いや、そんなはずがないのは私が一番分かっているのにな…。
あんな大喧嘩しちゃって、子どもとはいえ最悪な別れ方で……。
「空?中入らないの?」
「え?あ、うん」
クスクス
「なに?」
航君が変に笑うから、思わず聞いてしまった。
「いや、宮野君のこと意識しすぎ」
「はあ?!」
「今も彼のこと考えてたんでしょ?」
「ちょっ、やめてよ!そんなことないって!」
「はいはい大きな声出さないの。
そんなに全力で否定しなくてもいいのに必死になっちゃってさ。おもしろいなあ」
「もう…」
航君にからかわれながら、家の鍵を開けた。
「おじゃましまーす。

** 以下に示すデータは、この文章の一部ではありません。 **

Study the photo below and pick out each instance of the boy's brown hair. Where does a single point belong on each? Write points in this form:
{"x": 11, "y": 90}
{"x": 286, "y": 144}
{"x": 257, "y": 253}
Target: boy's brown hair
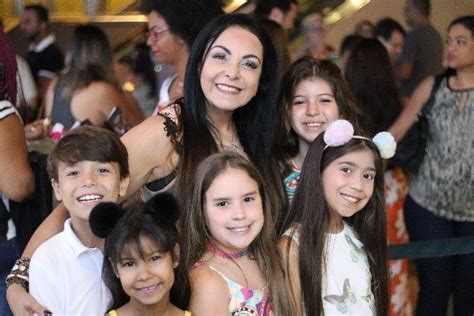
{"x": 88, "y": 143}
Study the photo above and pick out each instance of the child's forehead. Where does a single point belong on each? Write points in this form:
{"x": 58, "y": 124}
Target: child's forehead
{"x": 139, "y": 248}
{"x": 69, "y": 164}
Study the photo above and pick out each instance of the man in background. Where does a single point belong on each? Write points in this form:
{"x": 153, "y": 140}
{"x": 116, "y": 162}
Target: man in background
{"x": 392, "y": 35}
{"x": 422, "y": 52}
{"x": 281, "y": 11}
{"x": 44, "y": 57}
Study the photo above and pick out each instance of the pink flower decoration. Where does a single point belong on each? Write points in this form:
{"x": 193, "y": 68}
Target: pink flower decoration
{"x": 338, "y": 133}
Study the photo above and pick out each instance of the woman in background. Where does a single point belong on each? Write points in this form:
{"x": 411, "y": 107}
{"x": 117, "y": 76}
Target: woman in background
{"x": 87, "y": 90}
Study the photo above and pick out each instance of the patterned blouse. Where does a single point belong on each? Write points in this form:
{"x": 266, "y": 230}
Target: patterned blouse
{"x": 445, "y": 182}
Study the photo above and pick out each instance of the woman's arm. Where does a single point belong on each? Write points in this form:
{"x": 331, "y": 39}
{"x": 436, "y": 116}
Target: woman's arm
{"x": 151, "y": 154}
{"x": 16, "y": 177}
{"x": 290, "y": 262}
{"x": 96, "y": 101}
{"x": 209, "y": 293}
{"x": 409, "y": 113}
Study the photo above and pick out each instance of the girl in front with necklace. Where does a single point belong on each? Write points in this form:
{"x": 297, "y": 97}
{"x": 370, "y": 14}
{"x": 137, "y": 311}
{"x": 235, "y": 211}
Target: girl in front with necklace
{"x": 228, "y": 240}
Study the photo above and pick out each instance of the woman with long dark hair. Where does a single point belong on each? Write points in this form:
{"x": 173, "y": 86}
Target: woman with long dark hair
{"x": 440, "y": 200}
{"x": 229, "y": 103}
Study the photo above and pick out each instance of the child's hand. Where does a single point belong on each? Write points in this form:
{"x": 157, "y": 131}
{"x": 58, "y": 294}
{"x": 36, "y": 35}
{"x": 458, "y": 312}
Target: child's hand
{"x": 23, "y": 304}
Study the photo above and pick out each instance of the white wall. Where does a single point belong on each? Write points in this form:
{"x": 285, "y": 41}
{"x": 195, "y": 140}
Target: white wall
{"x": 442, "y": 13}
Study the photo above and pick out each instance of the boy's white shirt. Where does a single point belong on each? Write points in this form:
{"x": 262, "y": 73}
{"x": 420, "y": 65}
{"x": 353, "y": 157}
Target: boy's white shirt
{"x": 66, "y": 276}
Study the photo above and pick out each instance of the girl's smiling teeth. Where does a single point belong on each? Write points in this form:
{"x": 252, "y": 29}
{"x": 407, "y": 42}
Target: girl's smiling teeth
{"x": 90, "y": 197}
{"x": 149, "y": 289}
{"x": 239, "y": 229}
{"x": 350, "y": 198}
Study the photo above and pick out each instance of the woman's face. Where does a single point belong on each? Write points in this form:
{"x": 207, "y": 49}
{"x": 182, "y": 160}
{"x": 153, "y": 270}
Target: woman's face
{"x": 231, "y": 70}
{"x": 161, "y": 41}
{"x": 460, "y": 44}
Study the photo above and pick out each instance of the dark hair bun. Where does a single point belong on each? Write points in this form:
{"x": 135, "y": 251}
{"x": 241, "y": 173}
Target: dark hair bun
{"x": 164, "y": 208}
{"x": 104, "y": 217}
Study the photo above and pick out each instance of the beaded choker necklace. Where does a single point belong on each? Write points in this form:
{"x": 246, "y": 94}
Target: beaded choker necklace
{"x": 227, "y": 255}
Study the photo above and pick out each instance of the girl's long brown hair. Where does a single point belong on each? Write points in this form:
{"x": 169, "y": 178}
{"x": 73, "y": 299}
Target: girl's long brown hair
{"x": 311, "y": 211}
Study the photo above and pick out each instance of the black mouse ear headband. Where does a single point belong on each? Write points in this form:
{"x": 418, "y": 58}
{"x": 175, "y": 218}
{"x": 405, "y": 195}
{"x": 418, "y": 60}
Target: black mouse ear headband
{"x": 104, "y": 217}
{"x": 163, "y": 207}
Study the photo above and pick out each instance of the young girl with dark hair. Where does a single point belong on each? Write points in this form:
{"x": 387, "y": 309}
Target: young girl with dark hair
{"x": 229, "y": 241}
{"x": 370, "y": 76}
{"x": 142, "y": 253}
{"x": 334, "y": 246}
{"x": 229, "y": 103}
{"x": 313, "y": 95}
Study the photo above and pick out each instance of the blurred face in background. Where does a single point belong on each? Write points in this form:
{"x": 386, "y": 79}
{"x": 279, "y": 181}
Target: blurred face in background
{"x": 394, "y": 44}
{"x": 30, "y": 24}
{"x": 162, "y": 42}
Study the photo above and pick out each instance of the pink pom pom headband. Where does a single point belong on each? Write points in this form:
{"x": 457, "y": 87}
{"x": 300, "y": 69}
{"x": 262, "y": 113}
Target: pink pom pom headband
{"x": 341, "y": 132}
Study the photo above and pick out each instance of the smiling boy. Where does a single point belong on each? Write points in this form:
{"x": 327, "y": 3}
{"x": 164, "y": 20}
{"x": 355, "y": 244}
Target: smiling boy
{"x": 88, "y": 166}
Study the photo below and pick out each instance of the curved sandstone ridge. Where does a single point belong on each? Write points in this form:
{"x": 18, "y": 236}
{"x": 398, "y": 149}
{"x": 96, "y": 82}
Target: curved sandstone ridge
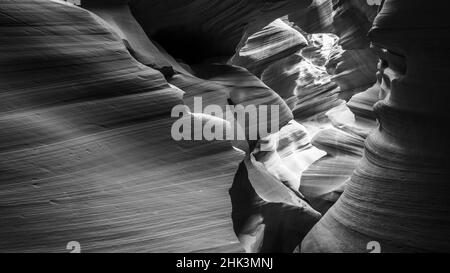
{"x": 354, "y": 67}
{"x": 85, "y": 146}
{"x": 398, "y": 196}
{"x": 87, "y": 151}
{"x": 202, "y": 29}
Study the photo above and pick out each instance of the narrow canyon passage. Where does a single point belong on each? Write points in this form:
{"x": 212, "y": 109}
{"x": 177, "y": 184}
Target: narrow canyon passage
{"x": 342, "y": 140}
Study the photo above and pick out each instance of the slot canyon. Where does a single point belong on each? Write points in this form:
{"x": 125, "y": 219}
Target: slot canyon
{"x": 224, "y": 126}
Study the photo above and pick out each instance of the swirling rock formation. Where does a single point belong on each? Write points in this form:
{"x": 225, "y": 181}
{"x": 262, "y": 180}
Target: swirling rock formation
{"x": 207, "y": 28}
{"x": 398, "y": 196}
{"x": 354, "y": 67}
{"x": 86, "y": 152}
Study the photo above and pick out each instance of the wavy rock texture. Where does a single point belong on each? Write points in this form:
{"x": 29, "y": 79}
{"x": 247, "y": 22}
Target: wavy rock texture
{"x": 85, "y": 146}
{"x": 398, "y": 196}
{"x": 207, "y": 28}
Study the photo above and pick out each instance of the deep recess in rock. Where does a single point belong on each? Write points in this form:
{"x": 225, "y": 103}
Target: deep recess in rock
{"x": 87, "y": 151}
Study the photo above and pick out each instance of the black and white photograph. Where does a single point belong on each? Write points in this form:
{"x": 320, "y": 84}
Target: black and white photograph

あ、ここでいいよ」
マンションに入り私が先に上がると、航君は玄関先で構わないと言った。
「そう?」
「うん、大丈夫。
それにしても…ははは!さっきの宮野君?おもしろかったなぁ。いやあ、若いっていいねえ」
「はあ??なに考えてるの?」
「空も大人になったんだなあとしみじみ感じてるだけだよ…」
「なんか航君、セリフがオジサンっぽくなったね」
「30も過ぎれはそうなるよ…」
「別に宮野君とはそんな関係じゃないからね?」
「まあまあ落ち着いて。
僕はただ、空に変な男が寄ってこないようにしたいだけ。
空のことを大切に思うような相手じゃないと、兄として認められないからね」
「非公認の兄ですけど…」
「ああそれで、青から預かったものだけど、写真展の資料だって言ってたよ」
そう言って渡されたのは、大量の写真となにやら作品に対して語られた資料だった。
展覧会の開催は常に時間との闘いなんだけど…これだ…青に提出しろ、って言ってた書類…。
やっと届いたと思ったら、まとまっていないのが丸わかりな状態だ。
ここから私が写真を選出するんだろうなあ…。
青のことだからこうなることは分かっていたんだけど、渡された量を見て、私は大きなため息をついた。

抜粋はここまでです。